Мать растерянно перебирала в руках скомканное полотенце, и у Коробейникова было такое чувство, что она жалась к нему, искала у него защиты. Не просто помощи и подмены в надрывных ухаживаниях за больной, но защиты перед чем-то непомерным, что ожидало ее. Неизбежно приближалось, отнимало самого дорогого человека, с которым прожила неразлучно всю мучительную жизнь, находя в ней опору и спасение. Теперь же, когда этот дорогой человек был готов ее оставить, она оказывалась одна перед черным безымянным жерлом, от которого прежде заслоняла ее бабушка. Черное жерло приближалось, проступало сквозь пестренькие обои комнаты, хрупкое дерево буфета, выискивало мать, и она жалась к сыну, безмолвно умоляла о защите.

– Какую мы вместе прожили жизнь! Мы втроем! И теперь пора разлучаться. Я спрашиваю ее: "Мама, ты слышишь меня? Узнаешь?" Не узнает. Даже не можем проститься. Как она любила тебя! В ее глазах у тебя не было недостатков. Ее любовь к тебе была религиозна. "Мой Мишенька, мой золотой мальчик!.."

Мать говорила о бабушке в прошедшем времени, словно ее уже не было с ними. Коробейников чувствовал, что разрывается, расщепляется жизнь, в которой он чувствовал себя безопасно, окруженный устойчивым, ежесекундным обожанием бабушки. Завершается их тройственный драгоценный союз, в котором он пребывал с младенчества, как в свете и воздухе, не помышляя, что возможен конец. Они разлучаются теперь, и не по воле людей, с которыми можно бороться, не по прихоти обстоятельств, на которые можно влиять, а по неотвратимой безымянной необходимости, с которой нет общего языка, нет общих связей и которой нужно покорно, безропотно уступить.

– Ты пойди, ее сторожи. А я немного прилягу. Компот в пиалке на тумбочке. Столовая ложка там же… Мой милый, милый сын, вот и покидает нас бабушка… Бабушка-забавушка…

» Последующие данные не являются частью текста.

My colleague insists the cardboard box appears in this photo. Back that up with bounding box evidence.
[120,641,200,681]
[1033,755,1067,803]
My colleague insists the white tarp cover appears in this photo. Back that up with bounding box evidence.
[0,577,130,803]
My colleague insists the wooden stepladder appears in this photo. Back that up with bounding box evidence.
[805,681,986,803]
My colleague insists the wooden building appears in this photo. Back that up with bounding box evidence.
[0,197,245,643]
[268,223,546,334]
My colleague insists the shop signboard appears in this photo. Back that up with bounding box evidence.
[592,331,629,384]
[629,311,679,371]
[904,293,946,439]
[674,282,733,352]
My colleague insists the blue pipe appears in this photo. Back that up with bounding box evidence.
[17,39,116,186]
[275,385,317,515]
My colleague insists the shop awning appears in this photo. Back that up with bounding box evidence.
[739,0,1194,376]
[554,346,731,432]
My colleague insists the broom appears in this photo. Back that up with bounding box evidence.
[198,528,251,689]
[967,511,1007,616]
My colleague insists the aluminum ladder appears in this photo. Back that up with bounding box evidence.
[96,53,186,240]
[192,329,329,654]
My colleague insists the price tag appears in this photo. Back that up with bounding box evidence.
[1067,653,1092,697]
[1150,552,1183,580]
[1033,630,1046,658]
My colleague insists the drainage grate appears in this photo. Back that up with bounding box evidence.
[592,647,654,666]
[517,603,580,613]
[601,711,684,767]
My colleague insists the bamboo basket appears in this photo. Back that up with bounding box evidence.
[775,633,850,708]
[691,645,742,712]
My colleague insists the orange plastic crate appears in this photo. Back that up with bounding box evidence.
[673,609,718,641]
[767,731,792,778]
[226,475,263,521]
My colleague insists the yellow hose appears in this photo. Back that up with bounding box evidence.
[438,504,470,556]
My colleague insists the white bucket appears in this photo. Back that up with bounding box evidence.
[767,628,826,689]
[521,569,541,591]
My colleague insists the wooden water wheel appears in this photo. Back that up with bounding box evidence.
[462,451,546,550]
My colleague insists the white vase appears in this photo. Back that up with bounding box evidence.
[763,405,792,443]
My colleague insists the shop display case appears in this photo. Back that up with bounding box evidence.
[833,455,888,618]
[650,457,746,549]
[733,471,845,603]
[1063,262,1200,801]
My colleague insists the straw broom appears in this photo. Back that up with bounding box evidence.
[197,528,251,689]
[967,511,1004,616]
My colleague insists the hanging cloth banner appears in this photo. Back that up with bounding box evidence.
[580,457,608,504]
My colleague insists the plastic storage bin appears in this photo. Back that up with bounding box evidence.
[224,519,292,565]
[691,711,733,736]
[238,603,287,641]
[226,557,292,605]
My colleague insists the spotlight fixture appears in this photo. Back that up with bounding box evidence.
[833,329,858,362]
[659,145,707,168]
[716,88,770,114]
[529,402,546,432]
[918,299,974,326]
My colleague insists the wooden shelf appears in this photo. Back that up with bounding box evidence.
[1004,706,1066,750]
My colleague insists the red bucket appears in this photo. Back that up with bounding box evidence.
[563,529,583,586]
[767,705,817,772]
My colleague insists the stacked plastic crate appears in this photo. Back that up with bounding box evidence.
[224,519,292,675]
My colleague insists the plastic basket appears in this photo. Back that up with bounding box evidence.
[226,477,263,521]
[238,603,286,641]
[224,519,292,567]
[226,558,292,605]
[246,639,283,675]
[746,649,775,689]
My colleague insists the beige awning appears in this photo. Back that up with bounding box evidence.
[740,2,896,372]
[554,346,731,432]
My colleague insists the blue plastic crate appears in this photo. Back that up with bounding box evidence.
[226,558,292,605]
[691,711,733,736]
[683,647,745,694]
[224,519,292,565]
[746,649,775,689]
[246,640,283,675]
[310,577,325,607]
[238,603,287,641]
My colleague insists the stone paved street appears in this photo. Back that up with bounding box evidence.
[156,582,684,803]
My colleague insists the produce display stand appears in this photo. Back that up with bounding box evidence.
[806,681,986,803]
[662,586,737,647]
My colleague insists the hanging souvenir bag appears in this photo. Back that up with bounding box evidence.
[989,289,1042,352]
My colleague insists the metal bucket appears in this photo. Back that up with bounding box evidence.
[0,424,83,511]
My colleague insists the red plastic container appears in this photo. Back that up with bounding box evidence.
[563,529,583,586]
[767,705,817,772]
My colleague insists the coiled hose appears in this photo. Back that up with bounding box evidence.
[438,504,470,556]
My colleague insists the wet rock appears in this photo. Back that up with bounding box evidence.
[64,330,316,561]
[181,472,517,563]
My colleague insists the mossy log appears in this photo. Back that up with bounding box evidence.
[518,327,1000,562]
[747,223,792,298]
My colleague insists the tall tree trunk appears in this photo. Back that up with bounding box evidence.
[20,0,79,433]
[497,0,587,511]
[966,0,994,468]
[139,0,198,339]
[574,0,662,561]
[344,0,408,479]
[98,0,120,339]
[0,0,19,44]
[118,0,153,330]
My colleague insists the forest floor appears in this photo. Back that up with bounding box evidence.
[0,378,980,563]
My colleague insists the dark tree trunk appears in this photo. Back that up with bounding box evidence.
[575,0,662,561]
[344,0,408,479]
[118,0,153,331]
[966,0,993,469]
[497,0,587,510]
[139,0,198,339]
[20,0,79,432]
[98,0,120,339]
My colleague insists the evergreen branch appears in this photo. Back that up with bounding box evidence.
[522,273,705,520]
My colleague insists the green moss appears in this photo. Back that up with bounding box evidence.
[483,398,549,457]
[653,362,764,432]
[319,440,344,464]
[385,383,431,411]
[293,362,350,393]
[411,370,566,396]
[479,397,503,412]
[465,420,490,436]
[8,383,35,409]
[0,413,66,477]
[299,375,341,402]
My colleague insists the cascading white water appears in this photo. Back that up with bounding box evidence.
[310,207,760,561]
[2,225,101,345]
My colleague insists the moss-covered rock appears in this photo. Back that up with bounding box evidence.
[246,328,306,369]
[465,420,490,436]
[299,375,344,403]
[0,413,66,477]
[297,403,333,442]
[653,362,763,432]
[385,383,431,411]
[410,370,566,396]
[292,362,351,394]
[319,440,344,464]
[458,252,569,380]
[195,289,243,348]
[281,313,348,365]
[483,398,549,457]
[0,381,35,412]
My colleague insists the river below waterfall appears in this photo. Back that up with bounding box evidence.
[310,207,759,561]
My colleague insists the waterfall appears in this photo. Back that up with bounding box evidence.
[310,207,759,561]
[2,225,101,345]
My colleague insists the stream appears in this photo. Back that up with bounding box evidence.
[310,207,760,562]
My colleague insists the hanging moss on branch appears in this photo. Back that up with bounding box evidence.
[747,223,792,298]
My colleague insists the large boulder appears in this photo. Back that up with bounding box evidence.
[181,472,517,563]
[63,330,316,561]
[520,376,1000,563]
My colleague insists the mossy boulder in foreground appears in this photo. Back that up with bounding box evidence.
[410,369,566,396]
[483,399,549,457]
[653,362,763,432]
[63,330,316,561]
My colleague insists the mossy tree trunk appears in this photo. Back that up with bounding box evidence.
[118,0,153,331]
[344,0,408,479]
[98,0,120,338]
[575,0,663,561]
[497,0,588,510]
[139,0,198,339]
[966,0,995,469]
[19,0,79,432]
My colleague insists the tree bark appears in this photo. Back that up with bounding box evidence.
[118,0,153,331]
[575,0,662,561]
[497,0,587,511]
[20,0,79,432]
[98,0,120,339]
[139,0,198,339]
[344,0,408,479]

На ее бледном измученном лице появилось дрожащее слезное выражение. Но она совладала со слезами. Приберегла их на потом, когда потребуется море слез. Подошла к кровати, улеглась, прикрывшись пледом. Испытывая невыносимую боль, боясь задержать взгляд на ее беззащитном, любимом лице, шагнул в соседнюю комнату, к бабушке.

Эта вторая комната была погружена в коричневый, дегтярный мрак, среди которого недвижно, как немеркнущий уголь, краснел ночник – настольная лампа, накрытая материнским черно-красным платком. Бабушка лежала на высоких подушках, на кушеточке, где в детстве спал Коробейников. Темное, провалившееся в белизну подушек лицо, впадины щек, выпуклые надбровные дуги, крупный, ставший крючковатым нос. Все в ее лице укрупнилось, стало грубым, напряженным, словно смертельная болезнь убрала из лица все лишнее, пригодное для жизни, и оставила лишь самое необходимое, пригодное для смерти.